– Profesjonalny żużel jest w PGE Ekstralidze. Pierwszoligowcy na poziomie 10 punktów na mecz, aby móc się rozwijać, muszą stale inwestować i przeznaczać na to duże sumy, co w wielu przypadkach nie pozwala na zapewnienie sobie poduszki finansowej – Krystian Plech, menedżer i współpracownik znanych żużlowców, w rozmowie z nami porusza kwestie m.in. obniżek zarobków na wszystkich szczeblach rozgrywkowych oraz tzw. tarczy antykryzysowej i jej przydatności z perspektywy żużlowców. Zapraszamy.

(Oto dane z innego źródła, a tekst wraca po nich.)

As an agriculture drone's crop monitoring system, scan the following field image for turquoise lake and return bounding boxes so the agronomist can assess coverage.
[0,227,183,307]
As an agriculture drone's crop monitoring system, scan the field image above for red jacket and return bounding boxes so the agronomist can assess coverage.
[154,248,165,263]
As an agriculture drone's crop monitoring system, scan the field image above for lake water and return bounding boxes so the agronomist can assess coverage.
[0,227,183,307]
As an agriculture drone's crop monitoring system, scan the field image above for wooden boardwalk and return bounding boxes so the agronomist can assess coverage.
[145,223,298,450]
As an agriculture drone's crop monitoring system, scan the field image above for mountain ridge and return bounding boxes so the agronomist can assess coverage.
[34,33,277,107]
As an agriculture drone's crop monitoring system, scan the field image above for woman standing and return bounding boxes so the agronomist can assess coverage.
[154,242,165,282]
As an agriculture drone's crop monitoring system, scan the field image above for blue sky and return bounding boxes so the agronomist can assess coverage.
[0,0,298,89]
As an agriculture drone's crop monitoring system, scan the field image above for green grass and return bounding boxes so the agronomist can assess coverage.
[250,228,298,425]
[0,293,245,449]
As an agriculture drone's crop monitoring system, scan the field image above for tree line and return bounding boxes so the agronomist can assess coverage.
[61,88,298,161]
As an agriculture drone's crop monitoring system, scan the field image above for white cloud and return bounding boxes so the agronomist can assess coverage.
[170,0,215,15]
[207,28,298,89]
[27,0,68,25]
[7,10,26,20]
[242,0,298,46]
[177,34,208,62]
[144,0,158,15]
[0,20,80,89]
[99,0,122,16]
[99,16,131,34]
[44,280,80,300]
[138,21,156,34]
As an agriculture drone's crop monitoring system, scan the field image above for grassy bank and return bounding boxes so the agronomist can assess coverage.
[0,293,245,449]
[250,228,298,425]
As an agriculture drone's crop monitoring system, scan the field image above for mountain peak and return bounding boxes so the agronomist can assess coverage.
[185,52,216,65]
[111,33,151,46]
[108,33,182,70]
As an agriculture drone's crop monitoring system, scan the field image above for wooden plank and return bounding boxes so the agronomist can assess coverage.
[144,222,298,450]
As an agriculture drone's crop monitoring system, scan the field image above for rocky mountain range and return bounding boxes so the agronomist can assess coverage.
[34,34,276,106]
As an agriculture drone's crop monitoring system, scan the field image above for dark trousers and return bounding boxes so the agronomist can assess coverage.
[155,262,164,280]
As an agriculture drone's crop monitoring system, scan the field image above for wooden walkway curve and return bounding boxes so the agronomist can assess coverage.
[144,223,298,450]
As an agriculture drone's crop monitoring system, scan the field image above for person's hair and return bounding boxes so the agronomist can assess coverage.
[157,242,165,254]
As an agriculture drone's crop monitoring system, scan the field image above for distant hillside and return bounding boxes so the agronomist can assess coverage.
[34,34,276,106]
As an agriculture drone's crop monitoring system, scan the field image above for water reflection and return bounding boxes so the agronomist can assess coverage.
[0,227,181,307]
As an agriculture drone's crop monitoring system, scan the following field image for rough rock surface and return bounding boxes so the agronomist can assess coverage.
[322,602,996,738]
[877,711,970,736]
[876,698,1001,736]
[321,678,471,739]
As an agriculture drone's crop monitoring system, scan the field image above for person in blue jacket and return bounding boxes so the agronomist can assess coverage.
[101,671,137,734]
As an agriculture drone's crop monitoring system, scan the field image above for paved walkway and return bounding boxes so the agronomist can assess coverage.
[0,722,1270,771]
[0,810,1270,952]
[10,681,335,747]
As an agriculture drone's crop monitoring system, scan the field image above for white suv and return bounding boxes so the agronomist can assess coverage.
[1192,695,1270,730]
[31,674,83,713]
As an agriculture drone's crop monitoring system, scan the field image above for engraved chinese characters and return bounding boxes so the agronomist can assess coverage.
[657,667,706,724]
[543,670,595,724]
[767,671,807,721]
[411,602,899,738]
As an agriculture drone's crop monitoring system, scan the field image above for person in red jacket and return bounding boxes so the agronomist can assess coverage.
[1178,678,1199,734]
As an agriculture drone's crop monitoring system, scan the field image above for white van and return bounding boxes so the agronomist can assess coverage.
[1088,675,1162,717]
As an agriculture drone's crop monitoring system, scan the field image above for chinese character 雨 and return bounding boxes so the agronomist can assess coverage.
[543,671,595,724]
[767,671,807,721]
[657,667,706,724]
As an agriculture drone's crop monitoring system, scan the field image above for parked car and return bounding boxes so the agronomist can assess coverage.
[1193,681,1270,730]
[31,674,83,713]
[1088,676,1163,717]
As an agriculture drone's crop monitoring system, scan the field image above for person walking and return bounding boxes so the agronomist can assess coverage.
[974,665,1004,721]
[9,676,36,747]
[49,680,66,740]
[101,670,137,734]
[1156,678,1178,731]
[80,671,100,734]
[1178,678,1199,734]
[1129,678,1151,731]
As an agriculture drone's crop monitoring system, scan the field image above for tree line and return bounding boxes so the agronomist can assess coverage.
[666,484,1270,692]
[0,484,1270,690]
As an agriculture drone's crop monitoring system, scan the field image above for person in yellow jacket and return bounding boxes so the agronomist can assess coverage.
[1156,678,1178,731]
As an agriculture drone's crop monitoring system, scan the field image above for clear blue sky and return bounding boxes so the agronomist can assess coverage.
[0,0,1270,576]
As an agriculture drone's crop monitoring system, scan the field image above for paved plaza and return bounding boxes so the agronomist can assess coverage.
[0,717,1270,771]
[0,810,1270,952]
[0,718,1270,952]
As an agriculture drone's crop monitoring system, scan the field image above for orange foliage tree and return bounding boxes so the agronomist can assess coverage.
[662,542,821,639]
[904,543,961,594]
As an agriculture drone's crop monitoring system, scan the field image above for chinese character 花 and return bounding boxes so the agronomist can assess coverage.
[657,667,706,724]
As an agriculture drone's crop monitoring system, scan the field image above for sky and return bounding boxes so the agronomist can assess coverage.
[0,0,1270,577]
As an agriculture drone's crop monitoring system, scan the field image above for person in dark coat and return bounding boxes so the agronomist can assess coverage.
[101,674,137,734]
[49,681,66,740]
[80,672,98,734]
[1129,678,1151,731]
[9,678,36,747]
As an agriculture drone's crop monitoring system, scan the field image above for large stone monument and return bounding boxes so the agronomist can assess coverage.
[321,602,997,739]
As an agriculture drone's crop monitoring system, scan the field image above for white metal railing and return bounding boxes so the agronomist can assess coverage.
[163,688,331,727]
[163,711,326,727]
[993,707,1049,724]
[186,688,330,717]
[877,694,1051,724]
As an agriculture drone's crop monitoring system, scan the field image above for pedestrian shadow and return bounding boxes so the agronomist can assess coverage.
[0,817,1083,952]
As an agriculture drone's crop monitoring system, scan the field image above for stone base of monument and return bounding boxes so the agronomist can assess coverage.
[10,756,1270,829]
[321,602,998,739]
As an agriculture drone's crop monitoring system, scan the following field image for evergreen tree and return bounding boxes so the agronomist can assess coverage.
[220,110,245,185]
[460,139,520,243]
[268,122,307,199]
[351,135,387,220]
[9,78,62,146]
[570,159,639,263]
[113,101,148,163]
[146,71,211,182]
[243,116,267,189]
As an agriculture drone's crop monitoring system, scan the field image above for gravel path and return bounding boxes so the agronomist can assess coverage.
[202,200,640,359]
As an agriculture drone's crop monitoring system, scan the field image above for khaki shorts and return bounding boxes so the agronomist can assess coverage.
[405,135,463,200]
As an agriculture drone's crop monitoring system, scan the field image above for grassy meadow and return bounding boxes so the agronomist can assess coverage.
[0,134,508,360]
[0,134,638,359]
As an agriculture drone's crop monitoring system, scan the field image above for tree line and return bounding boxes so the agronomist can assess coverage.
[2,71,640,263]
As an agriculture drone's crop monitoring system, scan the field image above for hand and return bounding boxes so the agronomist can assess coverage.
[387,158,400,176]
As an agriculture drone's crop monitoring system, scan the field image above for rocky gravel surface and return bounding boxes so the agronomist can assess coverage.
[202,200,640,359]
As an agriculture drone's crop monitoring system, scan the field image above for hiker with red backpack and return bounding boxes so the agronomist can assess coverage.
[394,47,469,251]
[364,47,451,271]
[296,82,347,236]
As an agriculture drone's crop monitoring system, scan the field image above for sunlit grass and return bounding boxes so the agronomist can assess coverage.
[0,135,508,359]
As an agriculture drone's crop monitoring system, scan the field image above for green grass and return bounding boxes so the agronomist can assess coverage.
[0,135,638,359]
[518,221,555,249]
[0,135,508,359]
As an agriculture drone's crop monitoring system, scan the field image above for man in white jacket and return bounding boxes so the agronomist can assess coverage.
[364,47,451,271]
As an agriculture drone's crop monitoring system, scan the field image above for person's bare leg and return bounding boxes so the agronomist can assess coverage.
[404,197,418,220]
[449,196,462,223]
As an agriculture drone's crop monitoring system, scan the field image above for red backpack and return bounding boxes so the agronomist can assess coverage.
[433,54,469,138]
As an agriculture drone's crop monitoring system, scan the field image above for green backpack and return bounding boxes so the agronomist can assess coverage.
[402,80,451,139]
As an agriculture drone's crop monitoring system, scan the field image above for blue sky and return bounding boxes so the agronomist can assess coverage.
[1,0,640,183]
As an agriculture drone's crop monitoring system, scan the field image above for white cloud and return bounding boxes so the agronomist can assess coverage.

Na przestrzeni ostatnich lat współpracował Pan z Patrykiem Dudkiem oraz z Kacprem Gomólskim. Czy w chwili obecnej opiekuje się Pan większym gronem żużlowców? Pańska działalność ogranicza się tylko do sportu żużlowego?
Ściśle współpracuję z Patrykiem, a z Kacprem się znamy dosyć długo i dlatego w wolnych chwilach mu pomagam. Od niedawna zacząłem pracę w innej dyscyplinie i związałem się z TORUS Wybrzeżem Gdańsk, drużyną rywalizującą w PGNiG Superlidze piłkarzy ręcznych.
Czy reprezentowani przez Pana zawodnicy dostawali już sygnały z klubów, że konieczne będą obniżki ich kontraktów?
Na temat kontraktów Patryka nie chcę się wypowiadać, ponieważ kwestiami finansowymi od lat zajmuje się on i jego rodzice, natomiast z tego, co wiem, nikt dotychczas nie wystąpił z taką propozycją.
A jak wygląda sytuacja Kacpra?
Na tę chwilę też nie słyszałem, jakoby klub chciał renegocjować z nim umowę.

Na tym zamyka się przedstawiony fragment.